When the time was right to break out on his own, Schroeder knew just what to do. "There was no competitive advantage to doing white mushrooms," said Schroeder. "I was looking for a unique niche."

In his college research, Schroeder had developed a process for growing shiitake mushrooms in a sawdust base, but it needed refining.

Oakshire's shiitake-growing results were "mixed" at first, said Schroeder. "We were working with different growing mediums, then in 1987 we purchased an old [mushroom cultures] company and started working in it with great success," he said.

Oakshire now has 50 employees, compared to 30 in 1994, but the business has increased seven-fold during those years, he said.

Rather than increased manpower, "we use technology at every turn possible," said Schroeder. "I can sit at my desk -- at the office or at home -- and check and adjust the growing conditions at all my facilities."

Oakshire now has six plants and three divisions, including Golden Oak, where the shiitake "logs" are made by compressing sawdust and adding the cultures, called spawn.

"In nature, that's how shiitakes grow -- on a log," said Schroeder. "The spawn has the perfect food source, so it just takes off."

Because fungi is low on the evolutionary chain, he said, it is easily subject to environmental change. "If you've been using the same [spawn] culture for about three years, you can tell the difference in the mushroom -- usually it's deteriorated," said Schroeder.

To combat that problem, Oakshire takes the best cultures and stores them in liquid nitrogen, "trying to freeze them in time," he said, so quality is assured years down the road.

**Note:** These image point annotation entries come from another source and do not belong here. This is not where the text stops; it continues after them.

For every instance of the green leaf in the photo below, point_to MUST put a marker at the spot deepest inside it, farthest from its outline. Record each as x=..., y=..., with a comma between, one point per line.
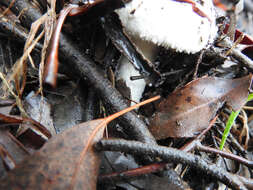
x=250, y=97
x=229, y=125
x=231, y=121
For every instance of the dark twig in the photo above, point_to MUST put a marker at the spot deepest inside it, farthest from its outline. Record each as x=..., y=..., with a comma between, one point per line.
x=87, y=69
x=198, y=63
x=174, y=155
x=15, y=30
x=239, y=159
x=156, y=166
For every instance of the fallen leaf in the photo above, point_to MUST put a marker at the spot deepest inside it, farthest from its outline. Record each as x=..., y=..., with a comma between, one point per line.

The company's 'clean room' laboratory has much the same standards as a computer microchip manufacturing facility, said Schroeder, so the cultures are not contaminated.

"We're just accelerating nature's mushroom-growing process, keeping it pure and high-quality," he said.

The company grows, packages and markets other specialty mushrooms, including crimini, oyster, enoki and portobello, under their name and others.

Several years ago, Schroeder said he realized the company needed to diversify to continue its growth. So they began selling the 'logs' to other growers. Much of their business is now with companies in California, Florida, Texas and the Midwest -- all part of Schroeder's master plan. The large amount of mushroom farms in the area causes an "over saturation and lower prices in the Northeast region" he said, so Oakshire went after markets every place but.

Balance

The mushroom business is not his 'life' however. Schroeder and his wife Laurey have three sons, 12, 15 and 18. The oldest, Zachary, is working toward a degree in astrophysics at Penn State, and Schroeder is just fine with that.

"I've told my employees that one of my sons is not going to be the next president of this business," said Schroeder. "I want my sons to follow their own dreams."

That philosophy is one way he has attracted talented people to join Oakshire, said Schroeder. "There are about a half-dozen people in the United States who really understand growing these types of mushrooms," he said. "And three of them, including me, work here."

His sons are following in his scouting footsteps though, and Schroeder's commitment to the organization and its principles remains strong. He founded Troop 62 eight years ago and is its Scoutmaster. He helped start Pack 42 a few years before that.

Troop 62, sponsored by the Kemblesville United Methodist Church, is a "high adventure troop," said Schroeder. Last year he took the older members on a wilderness canoeing trip to Canada. This summer it will be mountaineering in Philmont, N.M., a Scout leadership camp where Schroeder is now a faculty member.

Scouting, said Schroeder, "helps keep me balanced."